Сурб Саркис — святой, ему полагается быть добрым, но в марте он частенько бывает в плохом настроении.

Мы с бабушкой Олей опасливо вступаем на Воронцовский мост. Бабушка маленькая, легкая, ей трудно противиться ветру. Она идет мелкими шажками, низко опустив голову, одной рукой держась за перила моста, другой прижимая меня к своему боку. Ветер рвет из-под шляпки золотистые ее волосы, мне они сейчас кажутся особенно красивыми.

Что же выгнало нас на улицу в такую непогоду?

Мои просьбы?

Любовь бабушки?

Наверно, и то и другое.

Пробиваясь сквозь ветер, наперекор воле Сурб Саркиса, мы спешим на другой берег Куры — в гости к дядюшке Котэ. Конечно, мы могли бы зайти в другую кондитерскую, они есть и на проспекте Руставели, но мне обязательно хочется к дядюшке Котэ, он такой добрый и приветливый, и потом — я уверена, — у него самые вкусные на свете марципаны.

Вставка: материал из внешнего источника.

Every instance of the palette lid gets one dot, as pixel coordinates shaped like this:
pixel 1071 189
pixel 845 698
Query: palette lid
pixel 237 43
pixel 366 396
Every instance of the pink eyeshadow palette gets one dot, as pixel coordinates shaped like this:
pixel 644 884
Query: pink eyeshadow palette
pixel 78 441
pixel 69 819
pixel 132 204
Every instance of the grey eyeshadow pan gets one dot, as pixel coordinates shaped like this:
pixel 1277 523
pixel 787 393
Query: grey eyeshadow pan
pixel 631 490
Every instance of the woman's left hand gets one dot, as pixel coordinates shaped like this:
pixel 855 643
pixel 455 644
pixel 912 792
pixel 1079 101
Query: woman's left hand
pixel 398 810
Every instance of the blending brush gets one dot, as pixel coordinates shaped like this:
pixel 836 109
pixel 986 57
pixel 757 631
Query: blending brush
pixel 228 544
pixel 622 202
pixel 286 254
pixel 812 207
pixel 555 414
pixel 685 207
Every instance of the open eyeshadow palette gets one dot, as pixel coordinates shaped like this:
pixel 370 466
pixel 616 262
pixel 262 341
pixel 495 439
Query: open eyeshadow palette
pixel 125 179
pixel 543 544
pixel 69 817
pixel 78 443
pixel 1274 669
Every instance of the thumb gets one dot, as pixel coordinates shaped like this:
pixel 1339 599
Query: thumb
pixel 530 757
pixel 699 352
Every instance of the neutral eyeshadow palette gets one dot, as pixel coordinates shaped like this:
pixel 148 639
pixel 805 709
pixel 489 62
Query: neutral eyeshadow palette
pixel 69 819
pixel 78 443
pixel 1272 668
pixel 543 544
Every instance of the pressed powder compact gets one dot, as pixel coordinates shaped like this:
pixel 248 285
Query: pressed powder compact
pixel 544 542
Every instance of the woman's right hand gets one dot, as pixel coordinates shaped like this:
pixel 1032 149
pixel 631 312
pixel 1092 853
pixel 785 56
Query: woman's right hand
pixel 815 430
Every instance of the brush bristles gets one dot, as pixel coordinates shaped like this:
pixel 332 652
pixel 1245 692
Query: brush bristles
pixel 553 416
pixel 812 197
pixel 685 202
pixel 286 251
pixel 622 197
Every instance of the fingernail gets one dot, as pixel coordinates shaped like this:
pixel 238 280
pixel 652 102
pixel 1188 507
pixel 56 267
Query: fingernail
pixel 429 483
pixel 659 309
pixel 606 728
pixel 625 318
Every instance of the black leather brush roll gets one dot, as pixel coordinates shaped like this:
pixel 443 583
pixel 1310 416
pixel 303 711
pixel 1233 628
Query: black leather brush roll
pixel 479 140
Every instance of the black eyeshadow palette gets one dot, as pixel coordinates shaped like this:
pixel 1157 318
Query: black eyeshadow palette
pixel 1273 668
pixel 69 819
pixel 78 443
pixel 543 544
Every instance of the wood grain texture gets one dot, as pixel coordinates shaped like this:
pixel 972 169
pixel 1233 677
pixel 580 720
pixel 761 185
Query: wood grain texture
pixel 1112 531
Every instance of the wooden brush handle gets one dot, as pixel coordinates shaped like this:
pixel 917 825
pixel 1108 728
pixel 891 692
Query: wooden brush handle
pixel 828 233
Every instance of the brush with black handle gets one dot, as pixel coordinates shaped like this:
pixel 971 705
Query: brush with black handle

Напрасно отговаривала нас мама от небезопасного путешествия. Однажды, напоминала она, в такие же вот ветреные, мартовские дни весь город взбудоражила трагическая весть — какую-то слишком отважную невесомую старушку с ее вывернутым наизнанку зонтиком и черной траурной вуалькой Сурб Саркис запросто перебросил через перила моста в Куру.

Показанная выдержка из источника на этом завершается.